Pour les restaurateurs, fidéliser la clientèle devient un enjeu de plus en plus important.

  • 75% des ventes sont attribuables aux habitués.
  • 77% des consommateurs estiment qu’ils bénéficient dorénavant d’une plus vaste sélection de restaurants qu’il y a deux ans.
  • 14% des restaurateurs jugent que maintenir la loyauté de la clientèle représente le défi prioritaire.

Restaurants à service rapide

Les établissements offrant un service rapide ont eux aussi connu en 2004 leurs meilleurs résultats des trois dernières années. Les ventes de 2004 aux États-Unis sont estimées à 124 milliards $US, une hausse annuelle de 3,9%.

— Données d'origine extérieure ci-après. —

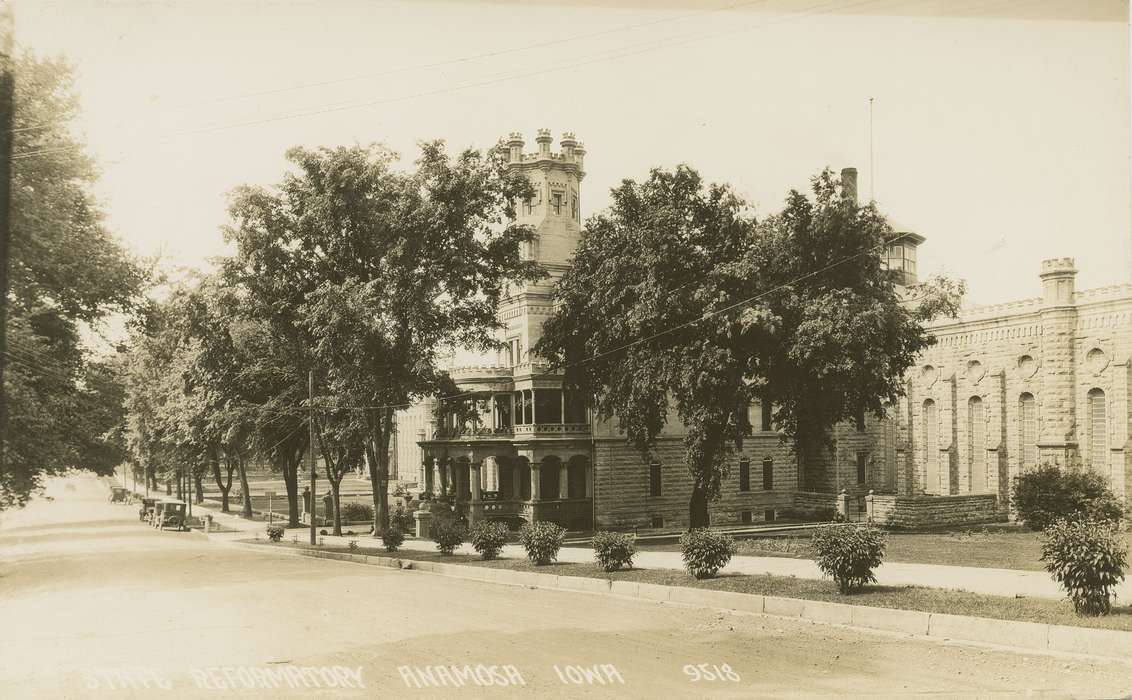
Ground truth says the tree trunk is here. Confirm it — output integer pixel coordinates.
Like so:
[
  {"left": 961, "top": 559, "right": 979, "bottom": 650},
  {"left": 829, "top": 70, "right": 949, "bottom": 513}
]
[
  {"left": 688, "top": 481, "right": 708, "bottom": 529},
  {"left": 280, "top": 451, "right": 303, "bottom": 528},
  {"left": 331, "top": 477, "right": 342, "bottom": 537},
  {"left": 235, "top": 456, "right": 252, "bottom": 520}
]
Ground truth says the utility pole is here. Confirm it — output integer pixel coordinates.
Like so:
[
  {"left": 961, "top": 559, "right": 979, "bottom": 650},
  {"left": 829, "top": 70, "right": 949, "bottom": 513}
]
[
  {"left": 307, "top": 369, "right": 318, "bottom": 545},
  {"left": 0, "top": 2, "right": 16, "bottom": 484}
]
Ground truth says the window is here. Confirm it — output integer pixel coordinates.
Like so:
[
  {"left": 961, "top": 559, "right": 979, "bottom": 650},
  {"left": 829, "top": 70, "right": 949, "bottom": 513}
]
[
  {"left": 1089, "top": 389, "right": 1108, "bottom": 476},
  {"left": 967, "top": 396, "right": 987, "bottom": 493},
  {"left": 924, "top": 399, "right": 943, "bottom": 494},
  {"left": 1018, "top": 393, "right": 1038, "bottom": 472}
]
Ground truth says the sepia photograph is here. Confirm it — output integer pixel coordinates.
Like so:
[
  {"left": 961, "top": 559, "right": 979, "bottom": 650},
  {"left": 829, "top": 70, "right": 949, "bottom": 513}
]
[{"left": 0, "top": 0, "right": 1132, "bottom": 700}]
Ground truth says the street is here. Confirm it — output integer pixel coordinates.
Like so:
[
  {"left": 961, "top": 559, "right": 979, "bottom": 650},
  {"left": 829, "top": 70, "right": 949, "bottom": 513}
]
[{"left": 0, "top": 476, "right": 1132, "bottom": 698}]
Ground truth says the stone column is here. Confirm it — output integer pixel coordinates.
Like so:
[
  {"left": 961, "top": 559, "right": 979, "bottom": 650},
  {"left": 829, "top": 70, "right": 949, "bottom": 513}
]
[
  {"left": 531, "top": 462, "right": 540, "bottom": 502},
  {"left": 1037, "top": 258, "right": 1077, "bottom": 467},
  {"left": 558, "top": 462, "right": 569, "bottom": 501},
  {"left": 468, "top": 462, "right": 483, "bottom": 503}
]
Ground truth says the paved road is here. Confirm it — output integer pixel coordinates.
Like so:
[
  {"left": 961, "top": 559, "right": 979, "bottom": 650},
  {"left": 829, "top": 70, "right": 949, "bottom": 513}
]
[{"left": 0, "top": 477, "right": 1132, "bottom": 699}]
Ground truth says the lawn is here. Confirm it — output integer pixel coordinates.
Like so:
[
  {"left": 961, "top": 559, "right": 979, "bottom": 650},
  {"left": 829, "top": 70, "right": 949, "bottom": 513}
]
[
  {"left": 247, "top": 540, "right": 1132, "bottom": 631},
  {"left": 637, "top": 524, "right": 1132, "bottom": 571}
]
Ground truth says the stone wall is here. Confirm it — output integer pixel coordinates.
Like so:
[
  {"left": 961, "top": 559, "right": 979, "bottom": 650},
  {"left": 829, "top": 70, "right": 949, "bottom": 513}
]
[
  {"left": 593, "top": 433, "right": 796, "bottom": 529},
  {"left": 865, "top": 494, "right": 1006, "bottom": 528}
]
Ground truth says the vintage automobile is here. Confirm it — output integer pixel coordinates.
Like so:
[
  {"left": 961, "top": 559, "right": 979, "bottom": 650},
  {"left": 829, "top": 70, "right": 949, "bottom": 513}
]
[
  {"left": 152, "top": 498, "right": 187, "bottom": 530},
  {"left": 138, "top": 496, "right": 157, "bottom": 522}
]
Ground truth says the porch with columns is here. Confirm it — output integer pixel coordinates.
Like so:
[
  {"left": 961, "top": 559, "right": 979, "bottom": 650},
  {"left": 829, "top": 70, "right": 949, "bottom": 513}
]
[{"left": 423, "top": 445, "right": 593, "bottom": 530}]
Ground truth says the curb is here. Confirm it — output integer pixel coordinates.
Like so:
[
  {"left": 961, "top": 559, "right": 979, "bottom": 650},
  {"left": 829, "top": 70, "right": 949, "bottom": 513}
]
[{"left": 215, "top": 540, "right": 1132, "bottom": 659}]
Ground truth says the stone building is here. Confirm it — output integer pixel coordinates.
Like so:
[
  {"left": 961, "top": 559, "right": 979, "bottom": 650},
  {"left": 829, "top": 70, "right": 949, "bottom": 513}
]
[{"left": 409, "top": 129, "right": 1132, "bottom": 529}]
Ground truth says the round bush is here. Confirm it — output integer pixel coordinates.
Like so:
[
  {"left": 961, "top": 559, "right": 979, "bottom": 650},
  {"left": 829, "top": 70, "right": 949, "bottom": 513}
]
[
  {"left": 1041, "top": 518, "right": 1127, "bottom": 615},
  {"left": 389, "top": 505, "right": 415, "bottom": 532},
  {"left": 1011, "top": 464, "right": 1124, "bottom": 530},
  {"left": 432, "top": 519, "right": 466, "bottom": 554},
  {"left": 518, "top": 521, "right": 566, "bottom": 566},
  {"left": 593, "top": 531, "right": 636, "bottom": 572},
  {"left": 381, "top": 528, "right": 405, "bottom": 552},
  {"left": 812, "top": 523, "right": 887, "bottom": 594},
  {"left": 680, "top": 528, "right": 736, "bottom": 579},
  {"left": 338, "top": 503, "right": 374, "bottom": 522},
  {"left": 468, "top": 520, "right": 507, "bottom": 560}
]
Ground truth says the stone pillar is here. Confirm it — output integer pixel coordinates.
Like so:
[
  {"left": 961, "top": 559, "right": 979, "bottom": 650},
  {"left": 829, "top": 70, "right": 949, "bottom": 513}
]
[
  {"left": 1037, "top": 257, "right": 1078, "bottom": 467},
  {"left": 558, "top": 462, "right": 569, "bottom": 501},
  {"left": 468, "top": 462, "right": 483, "bottom": 503}
]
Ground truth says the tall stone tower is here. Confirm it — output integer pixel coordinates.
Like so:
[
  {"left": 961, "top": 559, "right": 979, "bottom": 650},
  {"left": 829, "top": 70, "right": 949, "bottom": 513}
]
[{"left": 499, "top": 129, "right": 585, "bottom": 367}]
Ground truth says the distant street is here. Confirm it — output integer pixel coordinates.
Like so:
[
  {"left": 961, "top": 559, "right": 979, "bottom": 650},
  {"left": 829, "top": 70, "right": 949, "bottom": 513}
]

La clientèle de la restauration rapide demande des améliorations concernant l’accessibilité du service, la variété des menus, l’offre d’aliments «santé» et le renouvellement ponctuel des menus et du décor. Pour la restauration rapide, la facilité, des menus plus élaborés, une sélection plus «santé» et un renouvellement des menus et du décor constituent les aspects les plus en demande par la clientèle. Voici quelques grandes lignes du sondage:

  • Les services de livraison et «pour emporter» demeurent fortement appréciés, 72% des adultes les utilisent afin d’accorder plus de temps à d’autres activités.
  • Les restaurants qui réussissent le mieux sont ceux qui ont opté pour un décor et des menus s’éloignant de ce que l’on retrouve dans la restauration rapide traditionnelle.
  • 90% des gens souhaitent une vaste sélection au menu pour obtenir exactement ce qu’ils veulent au moment de commander.
  • Soucieux d’attirer de nouvelles clientèles, 25% des gestionnaires en restauration rapide investiront davantage en publicité.
  • Plus de 80% des dirigeants affirment avoir recours à des clients mystères pour effectuer des contrôles de qualité.

 

Des menus pour tous les goûts

Pour s’assurer de rester compétitifs, les gestionnaires de la restauration à service complet doivent s’adapter aux goûts changeants de la clientèle.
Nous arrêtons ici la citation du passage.